Various Savings Schemes

Chapter 8 of
Britain's First Municipal Savings Bank
It was natural that with the establishment of the Bank on a permanent basis, many voluntary organisations dealing with savings should seek to associate themselves with the Municipal Bank, while others took occasion to transfer their responsibilities to it. Amongst these may be mentioned the Birmingham Provident Collecting Bank in connection with the Birmingham Citizens' Society. This old-established collecting agency, which had done good work amongst the poorer sections of the community, decided to hand over to the Bank the funds and to discontinue operations at the end of 1919. At that time there were 5,542 contributors and seventy-six collectors engaged. For a time the band of voluntary workers continued to act in the same way as they had done for years, but as the people became accustomed to using the Municipal Bank the need for house-to-house collections ceased to exist. Another organisation which adopted a similar course was the Birmingham Women's Settlement, whose funds were also merged in the Bank. In this case there were 225 contributors and nineteen collectors. The collection arrangements have been continued in a modified form. The voluntary workers collect small sums from contributors, and pass same to the Bank to be dealt with in the usual way.

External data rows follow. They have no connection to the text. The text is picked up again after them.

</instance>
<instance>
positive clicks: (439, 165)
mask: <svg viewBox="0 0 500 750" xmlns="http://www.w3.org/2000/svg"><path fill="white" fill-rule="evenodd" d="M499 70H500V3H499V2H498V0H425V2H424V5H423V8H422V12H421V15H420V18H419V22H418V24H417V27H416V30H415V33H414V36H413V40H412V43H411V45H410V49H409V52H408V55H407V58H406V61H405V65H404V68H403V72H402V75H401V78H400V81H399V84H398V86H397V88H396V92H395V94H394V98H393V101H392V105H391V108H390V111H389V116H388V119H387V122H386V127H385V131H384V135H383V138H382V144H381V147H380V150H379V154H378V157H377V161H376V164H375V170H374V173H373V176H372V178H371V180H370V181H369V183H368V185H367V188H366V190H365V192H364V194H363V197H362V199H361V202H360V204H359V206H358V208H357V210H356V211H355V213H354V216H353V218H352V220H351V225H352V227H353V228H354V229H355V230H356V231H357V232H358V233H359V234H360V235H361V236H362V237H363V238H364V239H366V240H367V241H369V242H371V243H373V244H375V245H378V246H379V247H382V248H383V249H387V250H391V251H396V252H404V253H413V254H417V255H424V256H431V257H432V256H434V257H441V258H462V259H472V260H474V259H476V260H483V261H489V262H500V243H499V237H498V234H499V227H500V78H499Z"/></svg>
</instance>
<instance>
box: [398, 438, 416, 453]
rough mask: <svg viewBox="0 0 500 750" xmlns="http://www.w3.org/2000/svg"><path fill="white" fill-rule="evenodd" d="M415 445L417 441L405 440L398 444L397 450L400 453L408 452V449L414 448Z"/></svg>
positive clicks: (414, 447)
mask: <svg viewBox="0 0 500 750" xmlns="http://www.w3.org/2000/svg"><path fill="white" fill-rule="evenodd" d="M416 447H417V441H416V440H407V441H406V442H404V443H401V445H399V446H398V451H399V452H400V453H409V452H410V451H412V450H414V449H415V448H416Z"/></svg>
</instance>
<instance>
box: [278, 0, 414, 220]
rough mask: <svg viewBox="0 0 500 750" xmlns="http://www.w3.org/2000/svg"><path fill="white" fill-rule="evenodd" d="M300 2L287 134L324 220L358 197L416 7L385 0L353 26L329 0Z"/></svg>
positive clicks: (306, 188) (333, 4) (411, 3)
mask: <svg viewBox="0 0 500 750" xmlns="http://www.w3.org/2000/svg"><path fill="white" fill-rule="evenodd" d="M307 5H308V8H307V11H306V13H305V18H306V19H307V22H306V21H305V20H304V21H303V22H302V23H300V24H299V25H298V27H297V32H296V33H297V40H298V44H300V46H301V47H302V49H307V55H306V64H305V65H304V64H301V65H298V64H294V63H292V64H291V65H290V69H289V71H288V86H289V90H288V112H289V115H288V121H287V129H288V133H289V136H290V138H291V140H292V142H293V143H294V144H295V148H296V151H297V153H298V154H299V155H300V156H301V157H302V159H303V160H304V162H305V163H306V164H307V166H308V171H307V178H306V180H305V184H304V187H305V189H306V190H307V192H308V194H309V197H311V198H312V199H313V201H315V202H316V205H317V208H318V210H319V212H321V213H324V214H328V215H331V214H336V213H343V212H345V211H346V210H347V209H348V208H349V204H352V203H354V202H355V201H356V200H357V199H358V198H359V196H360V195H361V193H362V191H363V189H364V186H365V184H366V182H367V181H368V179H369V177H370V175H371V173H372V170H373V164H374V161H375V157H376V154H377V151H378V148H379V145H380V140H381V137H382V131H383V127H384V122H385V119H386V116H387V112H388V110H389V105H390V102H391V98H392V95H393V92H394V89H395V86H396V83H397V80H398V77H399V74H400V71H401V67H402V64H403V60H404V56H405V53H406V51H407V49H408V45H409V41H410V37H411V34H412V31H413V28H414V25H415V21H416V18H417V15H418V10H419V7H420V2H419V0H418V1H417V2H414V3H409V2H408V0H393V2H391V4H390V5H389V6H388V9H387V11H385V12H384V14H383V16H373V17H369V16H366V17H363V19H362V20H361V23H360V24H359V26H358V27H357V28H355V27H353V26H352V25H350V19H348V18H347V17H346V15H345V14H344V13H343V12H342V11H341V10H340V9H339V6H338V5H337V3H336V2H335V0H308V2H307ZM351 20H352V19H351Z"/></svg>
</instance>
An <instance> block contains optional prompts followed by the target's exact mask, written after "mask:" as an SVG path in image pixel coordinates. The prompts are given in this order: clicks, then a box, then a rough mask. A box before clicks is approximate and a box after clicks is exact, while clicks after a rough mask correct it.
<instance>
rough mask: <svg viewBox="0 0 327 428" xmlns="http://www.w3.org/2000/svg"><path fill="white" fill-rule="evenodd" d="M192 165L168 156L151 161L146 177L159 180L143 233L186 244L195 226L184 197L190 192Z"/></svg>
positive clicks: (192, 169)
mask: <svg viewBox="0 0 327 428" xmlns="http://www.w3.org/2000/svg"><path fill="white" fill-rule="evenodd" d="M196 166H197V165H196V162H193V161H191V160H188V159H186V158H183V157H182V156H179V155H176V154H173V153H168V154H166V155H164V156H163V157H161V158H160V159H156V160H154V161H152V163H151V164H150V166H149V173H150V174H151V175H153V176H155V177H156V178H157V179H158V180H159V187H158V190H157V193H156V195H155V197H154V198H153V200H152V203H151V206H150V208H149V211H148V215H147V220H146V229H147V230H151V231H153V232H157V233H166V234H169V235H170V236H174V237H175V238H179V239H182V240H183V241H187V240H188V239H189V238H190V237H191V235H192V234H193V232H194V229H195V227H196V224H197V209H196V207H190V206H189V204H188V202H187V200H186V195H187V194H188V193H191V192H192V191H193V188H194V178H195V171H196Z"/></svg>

The Adult Schools Movement, which had been prominent for many years in teaching habits of thrift amongst its members, is now associated with the Municipal Bank. The Stirchley Women's Meeting Class is another organisation introduced to the Bank by the then Lady Mayoress (Mrs W A Cadbury). The YMCA organisation, which covers a wide field of useful work, and interests itself in thrift schemes, conducted for some time miniature branch Banks at their various centres. Mr W S Body, in connection with the Small Heath Brotherhood, has worked a very successful scheme for saving in conjunction with the Bank. His enthusiasm has resulted in many depositors being enrolled.
Many schemes have been introduced for saving amongst workpeople to meet the particular wishes of those concerned, while some firms have distributed bonus payments through the Bank. In this direction special mention should be made of Cadbury Brothers, who have disbursed large sums to their workers through the Bank. Societies and organisations, too numerous to mention in detail, have realised the convenience of the facilities offered by the Bank.